Newfoundland and Labrador’s new Progressive Conservative government has unveiled the fiscal plan for its first full year in office, following through on promises made during last fall’s election but revealing grim projections for the province’s finances in the near future.
“We campaigned on the promise that we would not balance the province’s books without first helping families balance their own,” Finance Minister Craig Pardy said during his budget speech in the House of Assembly Wednesday afternoon.
“This budget takes great strides in helping the people of this wonderful province achieve that balance through lower taxes and numerous affordability measures.

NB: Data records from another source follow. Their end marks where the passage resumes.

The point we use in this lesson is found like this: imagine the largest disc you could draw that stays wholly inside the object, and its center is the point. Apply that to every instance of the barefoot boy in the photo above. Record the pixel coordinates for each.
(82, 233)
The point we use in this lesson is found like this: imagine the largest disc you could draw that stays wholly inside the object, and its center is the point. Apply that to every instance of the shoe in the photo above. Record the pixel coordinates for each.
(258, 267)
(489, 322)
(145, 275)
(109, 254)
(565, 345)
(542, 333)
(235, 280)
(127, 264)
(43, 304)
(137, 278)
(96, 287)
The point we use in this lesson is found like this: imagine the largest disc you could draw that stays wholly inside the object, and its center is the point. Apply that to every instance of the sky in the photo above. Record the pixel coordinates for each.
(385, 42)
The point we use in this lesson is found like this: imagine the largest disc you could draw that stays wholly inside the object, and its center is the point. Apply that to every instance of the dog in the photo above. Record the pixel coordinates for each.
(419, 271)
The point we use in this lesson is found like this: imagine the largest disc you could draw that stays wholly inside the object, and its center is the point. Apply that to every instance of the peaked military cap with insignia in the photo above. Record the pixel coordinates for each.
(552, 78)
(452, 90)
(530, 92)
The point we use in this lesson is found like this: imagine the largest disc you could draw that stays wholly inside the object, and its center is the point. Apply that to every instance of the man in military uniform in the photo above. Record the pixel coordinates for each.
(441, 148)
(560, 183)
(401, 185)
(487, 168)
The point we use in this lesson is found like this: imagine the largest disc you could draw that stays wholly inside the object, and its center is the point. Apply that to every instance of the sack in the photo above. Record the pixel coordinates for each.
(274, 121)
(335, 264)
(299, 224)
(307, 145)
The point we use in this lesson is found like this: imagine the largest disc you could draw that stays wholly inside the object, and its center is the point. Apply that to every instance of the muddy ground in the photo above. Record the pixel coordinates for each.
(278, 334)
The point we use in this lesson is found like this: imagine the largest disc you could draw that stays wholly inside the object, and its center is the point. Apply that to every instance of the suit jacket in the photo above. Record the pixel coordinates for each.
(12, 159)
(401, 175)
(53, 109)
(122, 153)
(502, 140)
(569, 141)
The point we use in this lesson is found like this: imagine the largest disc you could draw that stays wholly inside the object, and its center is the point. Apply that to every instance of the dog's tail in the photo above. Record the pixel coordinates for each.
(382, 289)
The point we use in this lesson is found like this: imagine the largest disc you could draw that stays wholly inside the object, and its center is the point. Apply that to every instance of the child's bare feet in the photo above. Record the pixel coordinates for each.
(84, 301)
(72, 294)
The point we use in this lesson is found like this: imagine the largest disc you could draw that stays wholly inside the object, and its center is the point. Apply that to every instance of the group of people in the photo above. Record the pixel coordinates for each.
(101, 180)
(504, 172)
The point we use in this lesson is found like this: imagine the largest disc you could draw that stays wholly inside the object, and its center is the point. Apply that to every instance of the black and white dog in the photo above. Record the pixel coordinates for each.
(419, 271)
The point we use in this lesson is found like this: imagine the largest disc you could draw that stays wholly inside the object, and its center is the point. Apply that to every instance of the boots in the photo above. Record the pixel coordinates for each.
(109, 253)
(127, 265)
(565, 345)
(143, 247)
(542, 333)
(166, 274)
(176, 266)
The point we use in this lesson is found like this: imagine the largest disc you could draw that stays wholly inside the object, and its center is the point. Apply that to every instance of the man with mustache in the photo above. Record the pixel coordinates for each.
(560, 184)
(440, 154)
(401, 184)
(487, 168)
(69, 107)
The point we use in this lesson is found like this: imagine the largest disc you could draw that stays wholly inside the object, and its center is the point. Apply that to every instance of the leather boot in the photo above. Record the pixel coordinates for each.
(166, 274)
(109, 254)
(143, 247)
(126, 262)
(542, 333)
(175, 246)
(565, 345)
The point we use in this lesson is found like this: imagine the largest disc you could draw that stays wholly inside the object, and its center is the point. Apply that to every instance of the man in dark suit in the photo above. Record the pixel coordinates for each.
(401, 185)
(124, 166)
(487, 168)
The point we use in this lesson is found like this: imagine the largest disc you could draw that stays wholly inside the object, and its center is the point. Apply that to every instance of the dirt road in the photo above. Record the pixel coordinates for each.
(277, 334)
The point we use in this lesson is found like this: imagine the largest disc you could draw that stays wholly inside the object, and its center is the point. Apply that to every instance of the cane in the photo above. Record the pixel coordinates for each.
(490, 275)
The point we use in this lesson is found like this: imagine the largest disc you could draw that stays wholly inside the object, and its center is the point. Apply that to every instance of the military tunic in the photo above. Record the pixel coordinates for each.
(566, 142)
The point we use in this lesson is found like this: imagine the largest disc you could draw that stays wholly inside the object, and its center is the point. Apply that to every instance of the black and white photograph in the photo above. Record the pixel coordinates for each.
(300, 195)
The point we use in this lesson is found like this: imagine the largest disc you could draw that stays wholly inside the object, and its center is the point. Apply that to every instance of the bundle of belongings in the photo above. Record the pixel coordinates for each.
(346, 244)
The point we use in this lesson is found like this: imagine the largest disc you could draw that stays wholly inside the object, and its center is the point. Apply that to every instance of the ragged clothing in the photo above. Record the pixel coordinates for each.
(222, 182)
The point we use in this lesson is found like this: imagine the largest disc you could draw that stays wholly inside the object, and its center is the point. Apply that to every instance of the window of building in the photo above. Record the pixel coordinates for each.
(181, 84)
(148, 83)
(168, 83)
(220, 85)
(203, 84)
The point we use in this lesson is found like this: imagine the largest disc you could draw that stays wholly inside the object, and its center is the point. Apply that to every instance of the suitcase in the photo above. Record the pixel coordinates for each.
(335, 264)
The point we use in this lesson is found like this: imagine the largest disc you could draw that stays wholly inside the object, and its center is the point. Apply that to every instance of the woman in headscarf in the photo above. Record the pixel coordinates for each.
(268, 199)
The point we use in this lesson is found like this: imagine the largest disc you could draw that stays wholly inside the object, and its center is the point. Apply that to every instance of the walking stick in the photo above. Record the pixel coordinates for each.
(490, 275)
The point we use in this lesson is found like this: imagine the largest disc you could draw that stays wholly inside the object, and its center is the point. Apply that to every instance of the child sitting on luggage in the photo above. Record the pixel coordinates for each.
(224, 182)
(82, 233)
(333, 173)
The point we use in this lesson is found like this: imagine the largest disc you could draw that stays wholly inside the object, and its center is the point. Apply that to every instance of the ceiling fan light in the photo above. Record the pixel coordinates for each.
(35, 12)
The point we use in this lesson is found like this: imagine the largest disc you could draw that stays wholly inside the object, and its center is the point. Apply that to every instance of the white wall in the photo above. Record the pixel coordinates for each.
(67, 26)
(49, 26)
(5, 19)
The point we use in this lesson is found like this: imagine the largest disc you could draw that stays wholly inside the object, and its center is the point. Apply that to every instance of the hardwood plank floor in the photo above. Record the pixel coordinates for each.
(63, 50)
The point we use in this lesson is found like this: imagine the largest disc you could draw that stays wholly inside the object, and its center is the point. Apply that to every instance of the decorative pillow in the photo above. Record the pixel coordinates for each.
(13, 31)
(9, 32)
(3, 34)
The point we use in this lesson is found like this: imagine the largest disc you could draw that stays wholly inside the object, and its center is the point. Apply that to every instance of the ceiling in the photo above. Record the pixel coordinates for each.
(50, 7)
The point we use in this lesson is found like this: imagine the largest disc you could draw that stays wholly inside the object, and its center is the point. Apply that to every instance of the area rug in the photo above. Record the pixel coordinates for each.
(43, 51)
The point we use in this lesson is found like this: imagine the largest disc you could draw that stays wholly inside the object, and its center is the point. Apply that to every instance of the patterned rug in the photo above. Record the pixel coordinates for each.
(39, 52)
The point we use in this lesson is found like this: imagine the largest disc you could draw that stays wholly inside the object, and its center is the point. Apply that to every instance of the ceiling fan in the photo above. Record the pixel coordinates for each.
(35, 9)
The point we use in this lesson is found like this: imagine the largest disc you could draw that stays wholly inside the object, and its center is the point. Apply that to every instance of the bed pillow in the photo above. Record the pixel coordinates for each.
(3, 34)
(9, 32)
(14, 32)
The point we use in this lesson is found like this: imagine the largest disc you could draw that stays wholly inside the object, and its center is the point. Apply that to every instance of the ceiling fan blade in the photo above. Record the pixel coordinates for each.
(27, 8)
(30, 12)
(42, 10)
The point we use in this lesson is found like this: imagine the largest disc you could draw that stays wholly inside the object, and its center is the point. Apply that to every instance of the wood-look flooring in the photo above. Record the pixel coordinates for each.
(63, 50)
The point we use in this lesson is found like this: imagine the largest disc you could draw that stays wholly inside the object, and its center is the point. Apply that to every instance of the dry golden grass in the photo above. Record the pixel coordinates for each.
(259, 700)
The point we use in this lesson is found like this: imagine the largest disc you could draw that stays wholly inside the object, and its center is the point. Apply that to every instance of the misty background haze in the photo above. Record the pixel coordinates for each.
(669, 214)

But, make no mistake, we will manage the province’s fiscal future responsibly.”
Pardy’s financial blueprint has measures that echo the Tory trinity of promises from the fall election campaign — lower taxes, better health care, and safer communities.
The budget follows through on a number of cost-of-living initiatives.
Those include raising the income threshold before having to pay provincial income taxes, expanding the child benefit, and hiking the seniors benefit.
There are three planned reductions in the small business tax rate between 2026 and 2028.
A tuition freeze will be implemented at Memorial University and College of the North Atlantic this fall.
Earlier this year, the education minister announced the province would be reinstating a tuition freeze for MUN.
There are plans for more police, prosecutors, judges, and court staff.
And the province projects record spending on health care — $5.4 billion, about 42 cents of every dollar spent.
But all that comes with a cost. Government projections show that the provincial balance sheet is expected to get worse in the coming years.
“I am not going to sugarcoat it,” Pardy said. “Your government has inherited a serious fiscal challenge that will require time, effort, and energy to fix.”
The deficit for last year — 2025-26 — came in at $729 million. That’s better than had been expected as of last fall, largely thanks to a recent boon in oil revenues sparked by the conflict in the Middle East.
The deficit for 2026-27 is projected to come in at $688 million.
But the finances are expected to deteriorate after that, with billion-dollar-plus shortfalls forecast until 2030.
“We are confident in our fiscal framework’s ability to pay for the commitments in this budget, and we owe it to the people who voted for us to follow through on our campaign commitments,” Pardy noted in the budget speech.
The province expects to spend more than $11.5 billion this year, on revenues of $10.8 billion.
Those revenues include an expected influx of $2 billion in volatile offshore oil royalties. That’s based on projected oil production of 96.7 million barrels, at a price of $79 US a barrel of Brent crude and an exchange rate with the loonie at 74.1 cents to the American dollar.
Pardy stressed that the financial forecast does not include potential benefits from a future hydro agreement in Labrador.
“Let me be clear, not a dime of assumed revenue from a Churchill Falls deal will be included on our books until a deal is signed,” the finance minister said.
Newfoundland and Labrador’s net debt is expected to break through the $20-billion barrier this year, up to $20.8 billion.